Thursday, August 27, 2020

The Cremator

Spalovač mrtvol; horror / black comedy, Czech Republic, 1969; D: Juraj Herz, S: Rudolf Hrušínský, Vlasta Chramostová, Miloš Vognič, Jana Stehnová, Zora Božinová

Czech Republic on the eve of World War II. The Nazi soldiers are preparing for the annexation of the area. Karel Kopfrkingl is a manager of a local crematorium, which needs 75 minutes to incinerate a corpse in a coffin. He is obssesed with the Dalai Lama and believes that by cremating people, their souls are helped into leaving the world of suffering and reincarnating someplace else. With the Nazi takeover, he slowly starts accepting their ideology. His wife Lakme is a Jew, so he hangs her. He thinks his son Mili is secretly gay, so he kills him with a bat in the morgue. When he brings his daughter Zina to assail her, she escapes, while he is lost in the sea of halucinations, as he is taken away in a car.

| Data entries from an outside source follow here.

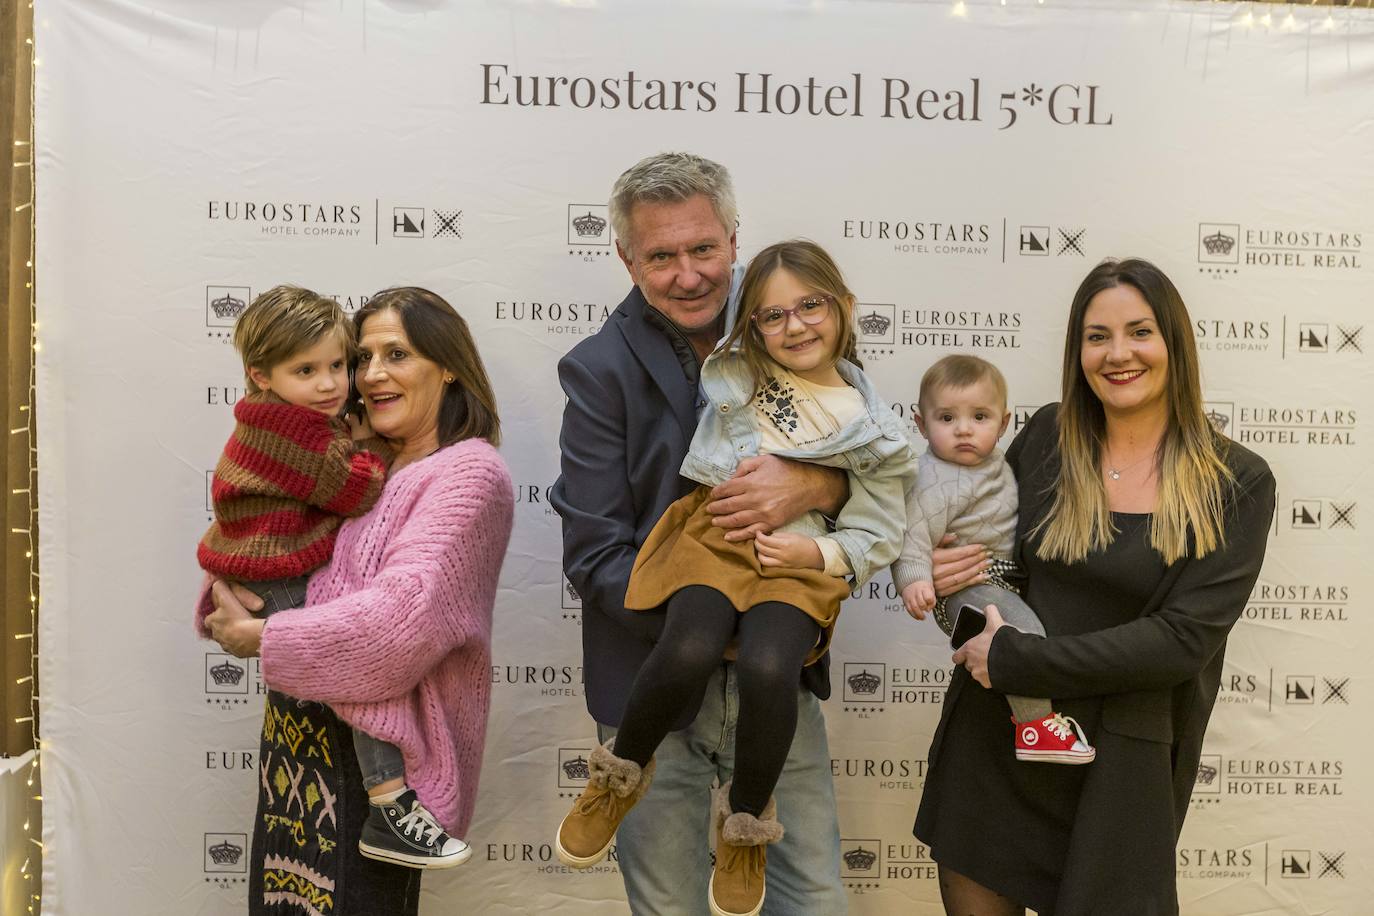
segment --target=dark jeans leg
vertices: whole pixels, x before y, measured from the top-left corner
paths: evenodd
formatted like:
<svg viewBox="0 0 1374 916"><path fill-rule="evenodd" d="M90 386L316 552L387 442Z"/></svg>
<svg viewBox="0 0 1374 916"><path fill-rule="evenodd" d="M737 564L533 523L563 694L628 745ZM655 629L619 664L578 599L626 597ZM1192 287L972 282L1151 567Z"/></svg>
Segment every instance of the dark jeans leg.
<svg viewBox="0 0 1374 916"><path fill-rule="evenodd" d="M617 757L644 766L682 711L700 705L739 618L724 595L704 585L689 585L668 599L663 635L635 677L616 732ZM796 697L791 699L795 716Z"/></svg>
<svg viewBox="0 0 1374 916"><path fill-rule="evenodd" d="M264 620L277 611L305 605L305 590L310 584L309 576L296 576L293 579L268 579L263 582L241 582L253 594L262 599L262 610L257 616Z"/></svg>
<svg viewBox="0 0 1374 916"><path fill-rule="evenodd" d="M396 745L355 728L353 751L358 755L358 769L363 775L364 789L371 790L392 779L405 778L405 759Z"/></svg>
<svg viewBox="0 0 1374 916"><path fill-rule="evenodd" d="M734 811L762 814L778 784L797 730L797 679L820 632L816 621L776 601L756 605L740 619Z"/></svg>

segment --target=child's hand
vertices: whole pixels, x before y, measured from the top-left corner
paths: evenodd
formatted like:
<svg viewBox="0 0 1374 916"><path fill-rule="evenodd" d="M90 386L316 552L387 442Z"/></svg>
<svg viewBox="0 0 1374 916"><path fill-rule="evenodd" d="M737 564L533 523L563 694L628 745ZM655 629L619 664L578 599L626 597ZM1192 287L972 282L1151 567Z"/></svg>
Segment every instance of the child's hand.
<svg viewBox="0 0 1374 916"><path fill-rule="evenodd" d="M935 607L935 585L926 580L911 583L902 589L902 604L912 617L925 620L926 614Z"/></svg>
<svg viewBox="0 0 1374 916"><path fill-rule="evenodd" d="M754 535L754 552L763 566L787 566L792 569L825 569L825 557L815 538L792 531Z"/></svg>
<svg viewBox="0 0 1374 916"><path fill-rule="evenodd" d="M348 420L348 432L353 437L354 442L362 442L364 439L371 439L376 435L372 431L372 424L367 422L367 414L361 415L352 412L345 414Z"/></svg>

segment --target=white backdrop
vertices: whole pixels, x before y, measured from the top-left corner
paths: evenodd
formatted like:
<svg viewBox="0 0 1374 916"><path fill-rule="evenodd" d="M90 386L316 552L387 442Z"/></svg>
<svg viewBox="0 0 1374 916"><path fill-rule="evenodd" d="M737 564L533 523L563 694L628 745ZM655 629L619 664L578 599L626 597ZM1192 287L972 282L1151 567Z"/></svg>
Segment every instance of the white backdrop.
<svg viewBox="0 0 1374 916"><path fill-rule="evenodd" d="M262 688L191 636L237 303L431 287L492 372L520 503L474 860L426 914L624 912L549 842L591 747L559 564L558 357L627 290L644 155L727 164L747 257L825 245L899 410L937 356L1058 385L1098 259L1160 263L1280 509L1178 854L1198 914L1368 912L1374 15L1194 3L40 0L45 913L242 912ZM1261 17L1266 17L1262 19ZM1268 18L1272 17L1272 18ZM675 85L677 81L677 85ZM808 87L808 81L814 88ZM550 92L552 91L552 96ZM537 95L536 95L537 93ZM537 102L537 104L536 104ZM554 104L557 103L557 104ZM582 219L590 215L592 219ZM950 673L884 576L826 704L852 911L930 912L911 836ZM217 854L210 855L210 848Z"/></svg>

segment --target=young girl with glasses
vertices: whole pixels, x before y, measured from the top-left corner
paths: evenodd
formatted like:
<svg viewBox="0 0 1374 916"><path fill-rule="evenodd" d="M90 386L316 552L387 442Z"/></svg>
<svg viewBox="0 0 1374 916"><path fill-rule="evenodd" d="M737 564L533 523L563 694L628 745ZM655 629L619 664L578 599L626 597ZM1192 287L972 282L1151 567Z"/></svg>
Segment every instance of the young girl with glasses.
<svg viewBox="0 0 1374 916"><path fill-rule="evenodd" d="M649 787L654 750L733 657L734 779L712 804L710 907L739 916L762 906L766 848L783 834L771 796L796 729L798 674L828 649L851 587L896 559L915 475L901 420L855 365L853 308L839 268L812 242L772 245L745 272L730 333L701 368L705 403L681 469L701 486L650 532L625 595L626 608L666 609L663 635L559 827L565 863L585 868L606 854ZM843 469L849 498L833 524L811 513L752 542L726 541L705 508L711 489L759 454Z"/></svg>

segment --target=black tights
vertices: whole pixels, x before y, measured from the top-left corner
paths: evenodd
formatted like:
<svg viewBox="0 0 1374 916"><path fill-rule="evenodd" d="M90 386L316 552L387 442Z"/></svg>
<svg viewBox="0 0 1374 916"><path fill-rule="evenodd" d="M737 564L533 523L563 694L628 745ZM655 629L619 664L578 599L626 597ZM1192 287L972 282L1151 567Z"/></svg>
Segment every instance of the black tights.
<svg viewBox="0 0 1374 916"><path fill-rule="evenodd" d="M713 588L689 585L676 592L668 599L663 635L630 691L615 754L647 764L683 710L701 704L736 634L739 721L730 807L757 817L792 747L798 678L820 635L820 625L790 604L768 601L741 614Z"/></svg>
<svg viewBox="0 0 1374 916"><path fill-rule="evenodd" d="M1026 908L972 878L940 866L940 901L945 916L1025 916Z"/></svg>

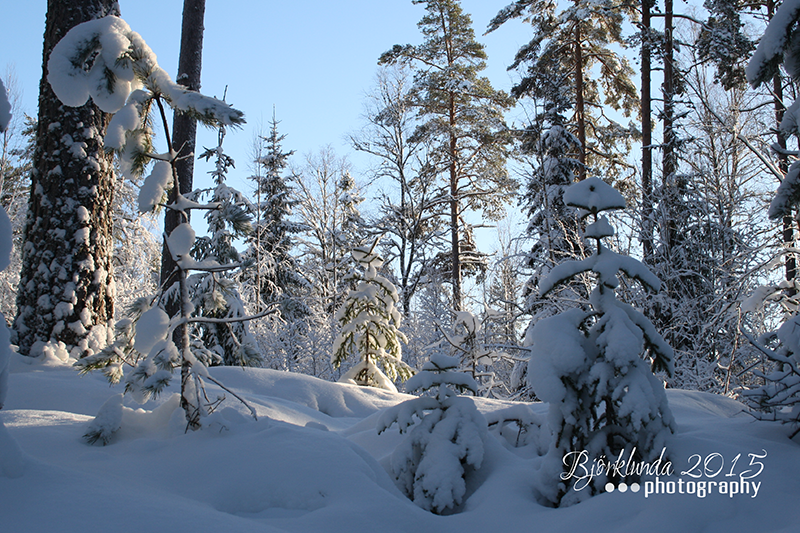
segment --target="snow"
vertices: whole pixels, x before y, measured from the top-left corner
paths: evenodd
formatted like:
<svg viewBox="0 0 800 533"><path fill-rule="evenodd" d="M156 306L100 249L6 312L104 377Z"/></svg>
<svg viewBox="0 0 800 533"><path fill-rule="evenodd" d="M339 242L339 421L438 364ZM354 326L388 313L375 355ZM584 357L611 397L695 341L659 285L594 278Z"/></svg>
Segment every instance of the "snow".
<svg viewBox="0 0 800 533"><path fill-rule="evenodd" d="M172 258L180 263L183 258L188 257L194 241L195 232L192 226L186 222L179 224L167 237L167 245Z"/></svg>
<svg viewBox="0 0 800 533"><path fill-rule="evenodd" d="M0 516L7 531L789 533L800 521L800 448L788 440L788 428L754 420L741 404L711 394L668 391L679 427L667 445L676 472L670 479L694 480L680 472L697 457L700 471L707 457L711 466L721 457L728 473L741 454L736 473L752 474L763 463L750 480L761 482L755 497L617 490L552 509L533 498L541 465L535 446L514 448L490 433L480 475L465 486L459 512L435 516L403 496L387 473L402 436L376 430L382 412L408 395L217 367L212 376L245 397L258 422L228 401L218 430L184 434L177 397L168 392L144 409L124 406L111 444L90 446L81 435L122 385L109 391L102 375L78 377L67 366L19 359L0 411ZM474 401L487 418L514 407L541 419L547 410L539 403ZM13 454L4 447L9 438L16 441ZM763 459L749 455L764 451ZM65 494L79 494L79 501ZM102 504L109 495L120 503Z"/></svg>
<svg viewBox="0 0 800 533"><path fill-rule="evenodd" d="M147 355L153 346L167 336L169 315L160 307L151 307L136 321L136 340L133 347L137 352Z"/></svg>
<svg viewBox="0 0 800 533"><path fill-rule="evenodd" d="M600 178L586 178L572 184L564 192L564 203L590 213L609 209L625 209L625 198Z"/></svg>
<svg viewBox="0 0 800 533"><path fill-rule="evenodd" d="M113 120L113 119L112 119ZM153 170L144 179L142 188L139 189L139 212L152 211L161 203L164 191L169 187L172 179L172 166L166 161L157 161Z"/></svg>
<svg viewBox="0 0 800 533"><path fill-rule="evenodd" d="M753 57L745 68L747 81L758 87L772 77L790 44L792 26L800 17L800 0L784 0L773 15ZM790 71L791 75L795 72Z"/></svg>

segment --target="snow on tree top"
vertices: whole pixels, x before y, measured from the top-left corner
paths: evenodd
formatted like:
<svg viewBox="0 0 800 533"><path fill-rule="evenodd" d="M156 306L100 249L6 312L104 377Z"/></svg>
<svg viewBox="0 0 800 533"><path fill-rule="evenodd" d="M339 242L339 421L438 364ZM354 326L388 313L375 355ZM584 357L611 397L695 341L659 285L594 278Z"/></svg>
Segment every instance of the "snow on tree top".
<svg viewBox="0 0 800 533"><path fill-rule="evenodd" d="M602 216L596 222L586 226L586 231L583 233L584 237L590 239L602 239L603 237L613 237L614 228L608 221L608 218Z"/></svg>
<svg viewBox="0 0 800 533"><path fill-rule="evenodd" d="M625 198L600 178L586 178L570 185L564 192L564 203L597 214L609 209L625 209Z"/></svg>
<svg viewBox="0 0 800 533"><path fill-rule="evenodd" d="M784 0L767 26L753 57L747 63L745 74L753 87L758 87L772 78L784 55L792 45L790 38L797 20L800 19L800 0ZM789 72L797 77L798 72Z"/></svg>
<svg viewBox="0 0 800 533"><path fill-rule="evenodd" d="M8 93L3 85L3 80L0 80L0 132L8 128L9 122L11 122L11 103L8 101Z"/></svg>

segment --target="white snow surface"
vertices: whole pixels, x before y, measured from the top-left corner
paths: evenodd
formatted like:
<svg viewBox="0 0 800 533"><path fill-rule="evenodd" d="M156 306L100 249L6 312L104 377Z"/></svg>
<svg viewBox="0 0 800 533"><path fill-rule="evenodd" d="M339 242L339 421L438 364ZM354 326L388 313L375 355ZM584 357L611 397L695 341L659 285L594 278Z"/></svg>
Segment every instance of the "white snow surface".
<svg viewBox="0 0 800 533"><path fill-rule="evenodd" d="M265 369L217 367L215 379L244 397L258 421L228 395L216 426L184 433L175 385L141 409L125 399L122 429L108 446L81 440L109 389L100 375L68 366L12 359L0 410L0 517L16 532L794 532L800 523L800 444L789 428L757 421L720 396L668 391L678 432L668 453L678 472L707 457L724 459L723 479L741 454L767 453L758 495L614 491L567 508L537 503L541 457L532 444L514 448L487 438L480 474L464 503L435 516L411 503L387 469L401 440L396 427L377 434L382 412L406 394L329 383ZM177 380L175 380L177 381ZM220 391L213 386L209 392ZM487 418L514 408L543 418L547 405L476 399ZM160 406L160 407L159 407ZM516 416L519 416L517 414ZM113 423L116 423L116 419ZM527 442L531 442L528 439ZM18 445L17 445L18 444ZM719 455L713 455L719 454ZM715 462L717 461L717 462ZM732 479L732 478L728 478Z"/></svg>

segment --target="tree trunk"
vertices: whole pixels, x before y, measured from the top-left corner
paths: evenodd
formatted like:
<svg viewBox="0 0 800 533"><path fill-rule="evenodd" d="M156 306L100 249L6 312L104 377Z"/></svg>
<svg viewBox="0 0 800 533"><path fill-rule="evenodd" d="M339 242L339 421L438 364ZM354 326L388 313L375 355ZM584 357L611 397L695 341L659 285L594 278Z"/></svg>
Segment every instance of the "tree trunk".
<svg viewBox="0 0 800 533"><path fill-rule="evenodd" d="M578 155L581 168L578 171L578 181L586 179L586 110L583 99L583 46L581 26L575 24L575 122L578 124L578 142L580 154Z"/></svg>
<svg viewBox="0 0 800 533"><path fill-rule="evenodd" d="M39 123L17 295L19 353L63 348L85 357L103 347L114 315L112 160L106 115L93 102L67 107L47 82L50 52L80 23L119 15L112 0L48 0ZM63 343L63 346L61 345ZM59 350L57 355L65 354Z"/></svg>
<svg viewBox="0 0 800 533"><path fill-rule="evenodd" d="M674 181L677 171L675 152L675 69L672 39L672 0L664 2L664 160L663 179Z"/></svg>
<svg viewBox="0 0 800 533"><path fill-rule="evenodd" d="M772 19L775 14L775 2L767 0L767 16ZM783 79L781 78L780 71L772 78L772 99L775 108L775 136L776 142L779 147L784 150L784 153L778 154L778 168L781 174L786 176L789 172L789 161L786 159L786 136L781 131L781 122L783 122L783 114L786 108L783 105ZM795 221L794 217L787 215L783 217L783 228L781 230L781 239L786 248L794 248L795 246ZM797 258L792 253L787 253L784 259L784 273L786 281L794 281L797 277ZM794 296L797 291L790 288L786 290L788 296Z"/></svg>
<svg viewBox="0 0 800 533"><path fill-rule="evenodd" d="M652 0L642 0L642 259L653 258L653 121L650 99L650 10Z"/></svg>
<svg viewBox="0 0 800 533"><path fill-rule="evenodd" d="M461 311L461 246L458 238L458 169L456 168L456 157L458 157L456 146L456 136L453 133L456 126L456 107L455 99L450 94L450 242L452 243L452 261L450 277L453 281L453 309Z"/></svg>
<svg viewBox="0 0 800 533"><path fill-rule="evenodd" d="M200 90L200 72L203 66L203 19L205 17L205 0L184 0L183 21L181 26L181 53L178 58L178 77L176 81L192 91ZM197 134L197 121L185 114L176 113L172 120L172 146L178 152L179 159L175 166L178 170L181 194L187 194L194 188L194 149ZM170 192L169 201L175 199L175 191ZM181 223L180 215L172 210L164 214L164 233L169 235ZM161 255L161 283L174 276L175 261L167 251L166 243ZM177 280L173 280L177 281ZM173 316L179 312L177 303L168 308L167 313Z"/></svg>

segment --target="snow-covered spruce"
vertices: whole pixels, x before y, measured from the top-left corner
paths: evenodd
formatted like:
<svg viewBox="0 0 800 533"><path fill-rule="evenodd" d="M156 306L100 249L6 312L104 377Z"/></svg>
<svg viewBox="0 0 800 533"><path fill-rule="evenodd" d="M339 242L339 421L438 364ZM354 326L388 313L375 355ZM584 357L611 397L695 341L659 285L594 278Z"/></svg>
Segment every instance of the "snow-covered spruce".
<svg viewBox="0 0 800 533"><path fill-rule="evenodd" d="M51 55L48 80L58 97L69 105L81 105L92 98L104 111L115 113L108 128L106 146L117 151L127 175L142 174L151 161L156 161L139 196L142 212L163 205L167 190L178 190L176 151L169 141L165 103L173 111L188 113L221 131L244 121L242 113L227 103L173 82L158 66L155 54L141 37L118 17L93 20L70 30ZM164 124L167 141L164 154L153 151L153 132L149 127L153 110L157 110L158 120ZM223 160L219 150L218 153ZM162 392L171 382L175 369L180 368L180 403L189 429L200 428L203 419L223 399L209 399L205 394L203 381L212 379L205 364L209 360L208 350L198 338L192 339L192 331L198 324L213 323L233 332L234 324L252 318L197 316L191 301L187 280L190 270L207 273L213 278L214 274L238 266L221 265L214 259L197 261L190 253L197 239L187 212L193 209L216 211L223 204L201 205L177 194L175 200L165 206L178 212L183 219L166 236L169 253L177 263L169 283L155 295L134 303L129 318L119 322L113 345L76 363L82 372L102 369L112 382L123 379L125 365L133 367L125 376L125 392L138 401ZM175 316L168 316L164 311L168 298L176 298L180 304L180 312ZM237 342L241 344L241 340ZM87 440L107 442L114 429L112 426L94 424L86 434Z"/></svg>
<svg viewBox="0 0 800 533"><path fill-rule="evenodd" d="M246 253L255 262L252 283L258 297L266 304L278 303L281 317L288 325L310 311L297 297L306 282L290 253L293 235L303 229L291 220L292 208L298 201L289 185L292 176L283 175L294 152L284 152L281 148L286 135L278 132L278 124L273 113L269 135L257 141L257 172L250 177L256 194L255 228Z"/></svg>
<svg viewBox="0 0 800 533"><path fill-rule="evenodd" d="M486 419L472 398L456 392L475 394L478 386L469 374L458 371L458 358L437 353L406 388L432 395L384 411L378 433L395 423L400 433L407 433L392 453L395 482L414 503L442 514L461 504L467 477L483 462Z"/></svg>
<svg viewBox="0 0 800 533"><path fill-rule="evenodd" d="M402 360L400 343L406 342L406 337L400 331L400 297L394 284L378 273L383 259L375 250L377 245L376 239L371 246L352 252L359 270L354 269L349 280L356 288L336 312L341 330L333 343L331 363L338 368L348 357L358 357L359 362L340 381L397 392L394 381L405 381L413 371Z"/></svg>
<svg viewBox="0 0 800 533"><path fill-rule="evenodd" d="M671 372L672 349L639 311L616 299L618 274L640 281L656 291L660 282L642 263L619 255L601 243L614 230L599 213L625 207L616 190L598 178L572 185L564 195L567 205L591 215L587 238L595 252L582 261L554 268L540 285L542 296L581 272L591 272L596 285L591 311L571 309L540 320L528 330L528 379L536 395L550 404L550 449L539 476L541 498L553 505L569 505L603 487L608 479L596 476L582 491L560 481L567 452L586 450L590 458L614 461L633 453L637 461L655 459L675 430L664 385L651 372ZM634 451L635 450L635 451ZM631 482L630 478L625 479Z"/></svg>
<svg viewBox="0 0 800 533"><path fill-rule="evenodd" d="M215 161L214 170L210 172L215 187L191 195L199 201L210 192L209 205L217 206L206 212L209 235L198 237L192 248L192 257L199 264L213 265L214 269L192 274L187 283L196 316L229 320L247 314L235 281L245 265L233 241L252 233L253 206L241 192L225 183L234 161L223 151L224 138L225 129L220 128L216 148L206 149L200 156ZM253 366L261 363L261 354L247 322L198 322L194 326L192 337L206 354L206 364Z"/></svg>

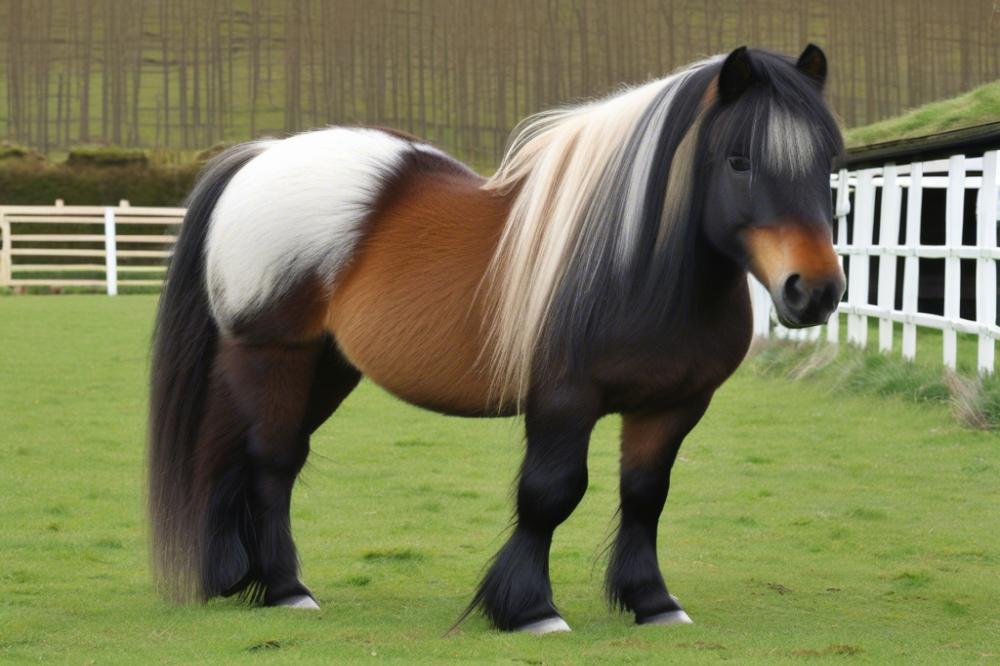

Filmed in classic Czech style, "The Cremator" is a subtly dark allegory on the Holocaust, so strange that it is difficult to categorize it. The director Juraj Herz crafted a meticulously framed film, assembling unusual shot compositions (wide-angle lens, frog perspective, double exposition, telephoto lens, geometrical symmetry) to make even conventional scenes look extraordinary thanks to his visual style. At its core, the story's theme is the slow descend from rationalism into fundamentalism without the main anti-hero Karel (a great Rudolf Hrusinsky) noticing it, a cremator obssessed with death, who thinks that killing someone "imperfect" is liberating that person from suffering, only to in the end reach a point where he "whitewashes" every crime as something normal and ineviateble. You get chills watching this: one can rarely see such a tranquilly horrifying film. However, Karel's overlong monologues tend to get a little ponderous in the first half, since it takes almost an hour into the film until the plot starts to set in, whereas the abrupt end leaves something to be desired. One great cinematically playful sequence involves Karel making a list of people who are pontentially dangerous at a party, and each time he mentions a name ("Zajic, Fenek, Beran, Podzimkova...") a quick clip is inserted in which the said person turns around and looks into the camera, as if angry that his or her name is mentioned. Another one has Karel imagining talking to himself dressed up as a Dalai Lama, and there is a scary moment in which he is chasing after his daughter among the coffins in the morgue, filmmed in a wide lens. "The Cremator" is a disturbing and morbid depiction of how people can become madmen when they lose any kind of review process or critical thinking.